What Is a Markup?
A markup is the difference between an investment's lowest current offering price among broker-dealers and the price charged to the customer for said investment. Markups occur when brokers act as principals, buying and selling securities from their own accounts at their own risk rather than receiving a fee for facilitating a transaction. Most dealers are brokers, and vice versa, and so the term broker-dealer is common.
Markups also appear in retail settings, where retailers mark-up the selling price of merchandise by a certain amount or percentage in order to earn a profit. A pricing method whereby a retailer establishes a selling price by adding a markup to total variable costs is called the variable cost-plus pricing method.
- A markup is the difference between the market price of a security personally held by a broker-dealer and the price paid by a customer.
- Markups are a legitimate way for broker-dealers to make a profit on the sale of securities.
- Dealers, however, are not always required to disclose the markup to customers.
- In retail settings, markups occur when retailers increase the selling price of merchandise by a certain amount or percentage in order to earn a profit.
Markups occur when certain marketable securities are available for purchase by retail investors from dealers who sell the securities directly from their own accounts. The dealer's only compensation comes in the form of the markup, the difference between the security's purchase price and the price the dealer charges to the retail investor. The dealer assumes some risk as the market price of the security could drop before being sold to investors.
In business, the markup is the price spread between the cost to produce a good or service and its selling price. In order to ensure a profit and recover the costs to create a product or service, producers must add a markup to their total costs. They will express the markup as either a fixed amount or a percentage over the cost.
Markups vs. Markdowns
A markdown, on the other hand, occurs when a broker purchases a security from a customer at a price lower than its market value. Markdowns also occur when a dealer charges a customer a lower price for a security than the current bid price among dealers. Dealers might offer lower prices to customers in order to stimulate additional buying, which will offset their initial losses by earning them extra commissions.

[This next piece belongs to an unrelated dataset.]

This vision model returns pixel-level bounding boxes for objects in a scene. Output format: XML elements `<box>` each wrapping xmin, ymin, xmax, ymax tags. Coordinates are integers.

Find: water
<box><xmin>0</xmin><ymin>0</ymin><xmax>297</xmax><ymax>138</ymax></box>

For retailers, a price markdown is a deliberate reduction in the selling price of a good. There are several reasons why a retailer may decide to markdown its goods. For seasonal merchandise, the retailer may be eager to clear the shelves of old merchandise to make room for the next season's goods. They may slash prices to do so, even if it means they take a loss on the sale. Some manufacturers may come out with new models of products each year or every few years, in which case they will offer markdowns on older products rather than risk being stuck with obsolete inventory.
Benefits of Markups
Markups are a legitimate way for broker-dealers to make a profit on the sale of securities. Securities, such as bonds, bought or sold on the market are offered with a spread. The spread is determined by the bid price, what someone is willing to pay for the bonds, and the ask price, which is what someone is willing to accept for the bonds.
When a dealer acts a principal in the transaction, he can mark up the bid price, which creates a wider bid-ask spread. The difference between the market spread and the dealer’s marked-up spread is the profit.
In lieu of charging a flat fee, brokers acting as principals can be compensated from the markup (gross profits) of securities held and later sold to customers.
Special Considerations for Markups
The dealer is only required to disclose the transaction fee, which is typically a nominal cost. In doing so, the buyer isn’t privy to the dealer’s original transaction or the markup. From the buyer’s perspective, the only cost for the bond purchase is the small transaction fee. Should bond buyers try to immediately sell the bonds on the open market, they would have to make up the dealer’s markup on the spread or incur a loss. The lack of transparency places the burden on the bond buyers to determine whether they are receiving a fair deal.
Dealers compete with each other by reducing the amount of their markups. It is possible for bond buyers to compare the price the dealer paid for the bond with its actual price. Bond buyers can have access to bond transaction details through various sources, such as Investinginbonds.com, which reports all information related to bond transactions daily.